In 2018, the Dutch teenager Boyan Slat founded The Ocean Cleanup Project. He managed to fundraise millions of dollars to build enormous machines that would help remove plastics from the ocean. Also in 2018, the survivors of a high school shooting in Parkland, Florida, became activists who took it upon themselves to change the gun control legislation in the US, leading to the March for Our Lives protests. Finally, in that same year, Greta Thunberg became one of the most well-known climate change activists worldwide, starting with her modest one-person school strike. What do these stories have in common?

It seems clear that young people now cannot wait 20 years for things to happen. You cannot tell these youth that they will have to learn some disciplinary content and then wait two decades to apply it. They are connected to everything, and they have a sense of urgency because of climate change at our doorstep, the dying oceans, and social issues such as systemic racism coming to a head.

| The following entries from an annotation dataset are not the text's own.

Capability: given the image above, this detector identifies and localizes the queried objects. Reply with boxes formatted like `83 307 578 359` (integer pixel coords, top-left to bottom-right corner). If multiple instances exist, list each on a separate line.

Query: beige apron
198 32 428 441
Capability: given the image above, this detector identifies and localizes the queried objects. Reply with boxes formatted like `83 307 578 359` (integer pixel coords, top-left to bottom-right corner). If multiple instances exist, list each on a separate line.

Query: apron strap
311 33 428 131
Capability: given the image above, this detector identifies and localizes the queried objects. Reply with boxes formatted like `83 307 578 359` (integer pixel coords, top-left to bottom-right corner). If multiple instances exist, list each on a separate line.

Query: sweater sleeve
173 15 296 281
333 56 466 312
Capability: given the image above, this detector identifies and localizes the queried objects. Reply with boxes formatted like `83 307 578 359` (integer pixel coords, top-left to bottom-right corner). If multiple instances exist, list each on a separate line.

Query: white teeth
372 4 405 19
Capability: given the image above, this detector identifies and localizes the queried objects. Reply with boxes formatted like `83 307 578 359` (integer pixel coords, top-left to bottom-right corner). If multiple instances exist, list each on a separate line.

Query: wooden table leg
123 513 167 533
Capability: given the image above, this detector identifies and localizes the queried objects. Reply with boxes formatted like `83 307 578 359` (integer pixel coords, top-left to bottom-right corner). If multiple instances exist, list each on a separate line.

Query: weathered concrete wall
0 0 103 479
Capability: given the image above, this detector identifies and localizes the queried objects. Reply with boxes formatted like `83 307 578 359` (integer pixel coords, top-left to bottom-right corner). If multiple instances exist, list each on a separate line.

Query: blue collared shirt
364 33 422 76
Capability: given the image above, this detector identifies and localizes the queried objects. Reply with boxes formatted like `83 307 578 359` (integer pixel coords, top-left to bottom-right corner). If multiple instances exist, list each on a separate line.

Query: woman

All of this is happening in front of their eyes; this is a generation that feels the urgency of changing the world. They are passionate about so many things: they want to save the environment, they want to live in a better place, they want to promote gun control, they want to end systemic racism once and for all. It is essential to democratize their ability to follow their dreams and passions, because it is incredibly unfair that, while some people are allowed to do so—like those mentioned above—others are not. Boyan Slat, Greta Thunberg, and the Parkland survivors are exceptions. They also come from developed countries and more privileged backgrounds. But what if we created an education system that would make such youth the rule, not the exception?

Let us democratize the possibility of falling in love with projects and ideas, and making a difference, so that the generation growing up today can make the world a better place now—not in 20 years, when it might be too late. Schools should help children and teens become the people they want to become—not economically, but as people and citizens. To achieve that, we should make sure that the knowledge we teach students is not just about how to do arithmetic but also about climate change, social justice and equality, and any number of other current issues.

We have to make these difficult choices—arithmetic or climate change—because the school day still has a limited number of hours. Consciously choosing to cover content from five centuries ago alongside today’s content will cause us to come up with a superficial curriculum that does not go anywhere and that does not fulfill the goals of today’s youth. And what are those goals? What is the DNA of the society that we want? How and what do we want those children and teens to learn so that, in the future, they can become more like the inspiring young people mentioned above?

Much in the same way that, in 15th-century Venice, school served a social purpose, because of the enormous need for the skills used in commerce, the social purposes we should focus on now are social change and environmental protection. These are not superficial interests for children these days. They are what students care about and also what we as the responsible adults in their lives should foster in them. Moreover, if school does not serve this purpose of democratizing the possibility of falling in love with changing the world, then it will—once and for all—lose its purpose.